Hey, you meant 149 Wh/kg (specific energy), not 149 kW/kg (specific power). That got me thinking about the power possible from the 2.8 kWh (energy) Power Packs on the Zero FX. The Farasis datasheet you linked above says 7C peak discharge rate and 4C max continuous discharge rate. In terms of power, that’s 7 x 2.8 kW = 19.6 kW peak (10 sec) and 4 x 2.8 kW = 11.2 kW max continuous from one 2.8 kWh Power Pack.

Looking at the 2015 FX specs online (http://www.zeromotorcycles.com/zero-fx/specs.php), I see the Z-Force 75-5 motor is rated 20 kW on the Zero FX ZF2.8 model (with one 2.8 kWh Power Pack), whereas the same Z-Force 75-5 motor is rated 33 kW peak power on the Zero FX ZF5.7 model (with two 2.8 kWh Power Packs). So now we know where those power ratings come from. The Z-Force 75-5 motor has 33 kW peak power, but the Zero FX controller limits power from a single Power Pack to 20 kW (really it limits current to 175? A), hence the lowered power rating on the Zero FX ZF2.8 model motorcycle.

Still looking at Zero Motorcycles battery power. (2015 Zero S and SR specs are provided at http://www.zeromotorcycles.com/zero-s/specs.php)

The Zero S zf9.4 (smallest battery pack) Z-Force 75-7 motor is rated 40 kW, pack is 8.3 kWh nominal, controller is rated 420 A. The 1C current from the pack is 1C x 8300 Wh / 102 V = 81.3 A. At 7C peak discharge rate, the pack can deliver 7 x 81.3 A = 567 A. As stated before, the controller can deliver 420 A. And the motor can handle 40,000 W / 102 V = 392 A. So the Zero S power is limited by the motor, not the controller or pack.

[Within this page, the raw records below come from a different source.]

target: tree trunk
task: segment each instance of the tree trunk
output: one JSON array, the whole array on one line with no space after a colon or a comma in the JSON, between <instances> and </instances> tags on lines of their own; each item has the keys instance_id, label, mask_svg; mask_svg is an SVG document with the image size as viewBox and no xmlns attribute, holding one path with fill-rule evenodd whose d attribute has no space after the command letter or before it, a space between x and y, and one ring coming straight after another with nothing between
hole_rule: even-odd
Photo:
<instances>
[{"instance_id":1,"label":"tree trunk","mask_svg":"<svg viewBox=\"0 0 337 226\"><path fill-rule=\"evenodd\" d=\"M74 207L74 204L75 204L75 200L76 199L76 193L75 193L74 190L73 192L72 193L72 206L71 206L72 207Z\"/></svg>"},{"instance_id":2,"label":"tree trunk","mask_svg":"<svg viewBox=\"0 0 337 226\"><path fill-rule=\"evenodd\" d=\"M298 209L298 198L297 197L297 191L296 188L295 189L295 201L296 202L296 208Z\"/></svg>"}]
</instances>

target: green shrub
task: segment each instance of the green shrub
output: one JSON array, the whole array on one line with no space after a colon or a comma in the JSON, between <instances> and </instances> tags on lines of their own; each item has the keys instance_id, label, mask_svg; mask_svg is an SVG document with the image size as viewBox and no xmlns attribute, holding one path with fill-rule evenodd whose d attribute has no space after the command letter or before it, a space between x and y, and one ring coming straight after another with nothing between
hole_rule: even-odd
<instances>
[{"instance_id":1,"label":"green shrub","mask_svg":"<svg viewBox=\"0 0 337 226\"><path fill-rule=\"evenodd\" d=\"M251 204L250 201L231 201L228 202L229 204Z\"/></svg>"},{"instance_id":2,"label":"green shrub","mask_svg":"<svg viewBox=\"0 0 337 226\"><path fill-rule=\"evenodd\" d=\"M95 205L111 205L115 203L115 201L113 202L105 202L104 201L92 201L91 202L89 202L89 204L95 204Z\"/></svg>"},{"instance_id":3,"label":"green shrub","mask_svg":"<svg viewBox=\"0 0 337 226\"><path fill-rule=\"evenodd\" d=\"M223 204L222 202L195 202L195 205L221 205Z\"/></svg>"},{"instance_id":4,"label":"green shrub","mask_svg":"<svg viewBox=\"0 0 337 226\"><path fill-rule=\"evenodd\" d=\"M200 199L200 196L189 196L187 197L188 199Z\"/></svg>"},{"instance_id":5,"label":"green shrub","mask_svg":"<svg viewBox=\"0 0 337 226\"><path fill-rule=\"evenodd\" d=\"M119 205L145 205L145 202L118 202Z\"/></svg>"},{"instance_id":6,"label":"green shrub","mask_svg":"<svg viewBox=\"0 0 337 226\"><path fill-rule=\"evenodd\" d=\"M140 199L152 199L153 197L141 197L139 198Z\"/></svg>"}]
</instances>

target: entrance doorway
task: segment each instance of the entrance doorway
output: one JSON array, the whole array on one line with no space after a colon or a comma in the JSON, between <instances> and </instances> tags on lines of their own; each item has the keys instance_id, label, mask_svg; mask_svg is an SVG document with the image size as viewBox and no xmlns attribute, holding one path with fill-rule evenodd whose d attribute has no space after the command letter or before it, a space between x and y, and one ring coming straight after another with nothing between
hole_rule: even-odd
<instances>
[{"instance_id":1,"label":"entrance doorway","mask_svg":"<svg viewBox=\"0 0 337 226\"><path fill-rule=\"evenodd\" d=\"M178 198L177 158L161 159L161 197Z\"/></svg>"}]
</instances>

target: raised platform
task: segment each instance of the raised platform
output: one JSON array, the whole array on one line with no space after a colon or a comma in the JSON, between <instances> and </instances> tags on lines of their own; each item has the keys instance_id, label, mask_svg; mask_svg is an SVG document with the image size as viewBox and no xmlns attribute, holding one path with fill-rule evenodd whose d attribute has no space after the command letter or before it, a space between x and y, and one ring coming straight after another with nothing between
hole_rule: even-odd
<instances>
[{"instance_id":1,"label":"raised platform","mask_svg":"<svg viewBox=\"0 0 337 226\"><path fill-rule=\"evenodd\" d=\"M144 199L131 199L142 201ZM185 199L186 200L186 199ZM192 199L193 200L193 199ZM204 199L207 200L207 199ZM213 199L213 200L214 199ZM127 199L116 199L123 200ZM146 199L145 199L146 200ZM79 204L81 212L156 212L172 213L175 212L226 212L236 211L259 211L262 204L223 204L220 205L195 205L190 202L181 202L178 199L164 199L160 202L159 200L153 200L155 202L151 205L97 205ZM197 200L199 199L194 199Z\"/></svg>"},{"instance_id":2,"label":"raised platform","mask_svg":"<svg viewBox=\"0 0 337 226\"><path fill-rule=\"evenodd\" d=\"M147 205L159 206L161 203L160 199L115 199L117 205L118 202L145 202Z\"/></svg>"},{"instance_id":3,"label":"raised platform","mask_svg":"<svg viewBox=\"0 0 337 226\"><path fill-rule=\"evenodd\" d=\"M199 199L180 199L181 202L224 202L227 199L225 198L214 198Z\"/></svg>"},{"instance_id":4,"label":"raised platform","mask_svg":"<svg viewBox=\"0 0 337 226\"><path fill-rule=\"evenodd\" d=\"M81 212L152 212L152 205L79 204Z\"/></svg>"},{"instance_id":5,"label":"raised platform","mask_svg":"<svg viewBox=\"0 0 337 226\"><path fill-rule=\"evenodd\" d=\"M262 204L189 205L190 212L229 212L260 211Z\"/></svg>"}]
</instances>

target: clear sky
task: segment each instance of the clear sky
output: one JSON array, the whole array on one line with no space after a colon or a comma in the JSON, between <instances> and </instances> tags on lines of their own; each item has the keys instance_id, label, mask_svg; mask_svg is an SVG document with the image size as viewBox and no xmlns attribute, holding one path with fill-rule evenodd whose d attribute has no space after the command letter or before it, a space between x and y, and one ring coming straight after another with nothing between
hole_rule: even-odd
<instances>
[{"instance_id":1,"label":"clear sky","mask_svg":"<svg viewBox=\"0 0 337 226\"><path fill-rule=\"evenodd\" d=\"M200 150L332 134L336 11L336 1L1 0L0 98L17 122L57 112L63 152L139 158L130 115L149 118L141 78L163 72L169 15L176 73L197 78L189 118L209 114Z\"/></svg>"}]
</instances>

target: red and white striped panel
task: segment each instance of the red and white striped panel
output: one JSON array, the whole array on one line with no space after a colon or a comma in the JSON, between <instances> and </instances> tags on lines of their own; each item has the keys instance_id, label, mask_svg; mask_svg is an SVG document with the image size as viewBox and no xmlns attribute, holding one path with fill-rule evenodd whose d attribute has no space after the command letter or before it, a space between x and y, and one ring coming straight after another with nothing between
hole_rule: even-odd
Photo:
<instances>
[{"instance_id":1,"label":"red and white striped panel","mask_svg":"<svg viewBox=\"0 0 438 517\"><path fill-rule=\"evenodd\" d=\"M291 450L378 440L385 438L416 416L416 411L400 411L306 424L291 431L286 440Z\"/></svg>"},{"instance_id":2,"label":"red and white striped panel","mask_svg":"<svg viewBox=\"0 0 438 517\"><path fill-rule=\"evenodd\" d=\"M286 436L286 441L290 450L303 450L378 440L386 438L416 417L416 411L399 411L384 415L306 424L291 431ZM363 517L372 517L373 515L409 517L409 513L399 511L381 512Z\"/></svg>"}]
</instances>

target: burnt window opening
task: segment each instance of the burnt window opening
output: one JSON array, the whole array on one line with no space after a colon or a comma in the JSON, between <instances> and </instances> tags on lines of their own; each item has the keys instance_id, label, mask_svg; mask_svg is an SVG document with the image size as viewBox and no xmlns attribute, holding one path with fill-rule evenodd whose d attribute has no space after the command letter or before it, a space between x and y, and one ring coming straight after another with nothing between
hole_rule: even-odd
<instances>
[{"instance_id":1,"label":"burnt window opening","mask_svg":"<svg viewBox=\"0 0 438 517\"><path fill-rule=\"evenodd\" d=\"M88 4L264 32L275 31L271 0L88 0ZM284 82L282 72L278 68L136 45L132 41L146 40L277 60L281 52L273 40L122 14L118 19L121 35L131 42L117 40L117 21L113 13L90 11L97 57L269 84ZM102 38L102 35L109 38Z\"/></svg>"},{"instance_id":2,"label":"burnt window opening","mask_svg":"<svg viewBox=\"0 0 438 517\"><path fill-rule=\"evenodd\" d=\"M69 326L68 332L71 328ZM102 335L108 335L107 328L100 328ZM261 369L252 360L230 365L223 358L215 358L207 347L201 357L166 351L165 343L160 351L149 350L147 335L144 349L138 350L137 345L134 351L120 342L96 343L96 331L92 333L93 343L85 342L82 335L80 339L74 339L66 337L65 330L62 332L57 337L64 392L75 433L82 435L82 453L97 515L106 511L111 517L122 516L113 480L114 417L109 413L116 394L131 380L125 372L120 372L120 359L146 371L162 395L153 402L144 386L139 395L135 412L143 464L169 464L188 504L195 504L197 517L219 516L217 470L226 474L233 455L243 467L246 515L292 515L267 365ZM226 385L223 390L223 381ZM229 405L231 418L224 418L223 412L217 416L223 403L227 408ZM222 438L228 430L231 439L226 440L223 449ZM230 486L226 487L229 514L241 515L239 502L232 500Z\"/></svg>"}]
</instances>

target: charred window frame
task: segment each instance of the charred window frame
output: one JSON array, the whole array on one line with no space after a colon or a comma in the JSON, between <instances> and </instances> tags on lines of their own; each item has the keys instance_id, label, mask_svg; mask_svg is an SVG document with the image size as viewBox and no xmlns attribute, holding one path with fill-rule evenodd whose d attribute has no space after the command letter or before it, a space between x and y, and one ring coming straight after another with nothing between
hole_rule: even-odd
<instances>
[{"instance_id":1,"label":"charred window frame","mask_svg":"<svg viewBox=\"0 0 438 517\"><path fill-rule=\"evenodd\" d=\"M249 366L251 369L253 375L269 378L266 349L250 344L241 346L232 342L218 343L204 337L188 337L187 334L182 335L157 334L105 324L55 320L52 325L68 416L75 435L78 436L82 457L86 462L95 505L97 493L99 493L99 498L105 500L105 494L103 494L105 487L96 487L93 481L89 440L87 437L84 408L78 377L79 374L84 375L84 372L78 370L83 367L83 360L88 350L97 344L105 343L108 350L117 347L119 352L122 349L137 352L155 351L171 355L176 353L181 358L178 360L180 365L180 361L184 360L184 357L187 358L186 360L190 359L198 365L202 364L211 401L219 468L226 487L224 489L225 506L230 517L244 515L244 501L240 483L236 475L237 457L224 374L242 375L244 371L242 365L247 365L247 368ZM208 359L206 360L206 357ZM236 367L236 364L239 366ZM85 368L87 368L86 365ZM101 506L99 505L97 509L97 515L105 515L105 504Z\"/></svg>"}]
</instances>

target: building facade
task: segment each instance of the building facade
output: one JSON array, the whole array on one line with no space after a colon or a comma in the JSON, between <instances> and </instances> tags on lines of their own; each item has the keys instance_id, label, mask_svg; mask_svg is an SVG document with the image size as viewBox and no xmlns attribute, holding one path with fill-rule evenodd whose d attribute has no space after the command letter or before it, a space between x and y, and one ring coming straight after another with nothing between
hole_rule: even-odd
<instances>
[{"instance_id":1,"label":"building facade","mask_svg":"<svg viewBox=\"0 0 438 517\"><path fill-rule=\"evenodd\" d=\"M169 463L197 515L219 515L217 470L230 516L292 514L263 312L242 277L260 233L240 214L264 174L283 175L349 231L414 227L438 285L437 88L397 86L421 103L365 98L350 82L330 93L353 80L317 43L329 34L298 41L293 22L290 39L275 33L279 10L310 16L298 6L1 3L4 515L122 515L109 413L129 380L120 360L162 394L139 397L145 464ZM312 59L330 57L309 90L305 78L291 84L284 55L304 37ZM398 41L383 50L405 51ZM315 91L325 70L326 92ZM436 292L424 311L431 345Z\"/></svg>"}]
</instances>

The Zero SR zf12.5 (smallest battery pack) Z-Force 75-7 motor is rated 50 kW, pack is 11.0 kWh nominal, and controller is rated 660 A. The 1C current from the pack is 1C x 11000 Wh / 102 V = 107.8 A. At 7C peak discharge rate, the pack can deliver 7 x 107.8 A = 754 A. As stated before, the controller can deliver 660 A. And the motor can handle 50,000 W / 102 V = 490 A. So Zero SR power is limited by the motor, not the controller or pack.

So the Zero S and Zero SR each have well-matched motor, controller, and battery pack.

Bill, I was looking for just such calculations, and bam! there they were. Thanks, good job.

Hey I just noticed that the Zero S and SR have the same motor Z-Force 75-7 and that motor is rated 40 kW in the Zero S but 50 kW in the Zero SR.

Previously, I said “Zero S power is limited by the motor, not the controller or pack” but that’s not correct. Actually,

Zero S power is limited by the controller, not the motor or pack.

Here’s my reasoning: The same motor model–Z-Force 75-7–appears in the Zero S and SR. In the Zero SR, the 75-7 motor is rated 50 kW, so we know the motor can handle 50,000 W / 102 V = 490 A.

But the Zero S specs state that the Zero S controller can deliver 420 A (no more). Or in terms of power, the Zero S controller can handle 102 V x 420 A = 42.8 kW (no more).

To recap, the Zero S has a 50 kW motor, 42.8 kW controller, and a 57.8 kw (102 V x 567 A) battery pack. I.e. Zero S power is limited by the controller, not the motor or pack.

When you choose a Zero SR over a Zero S, you’re getting a more powerful controller and a larger battery pack that support the Z-Force 75-7 at 50 kW.

I read somewhere that the motor in the SR has been upgraded with better magnets to cope with the higher power and heat.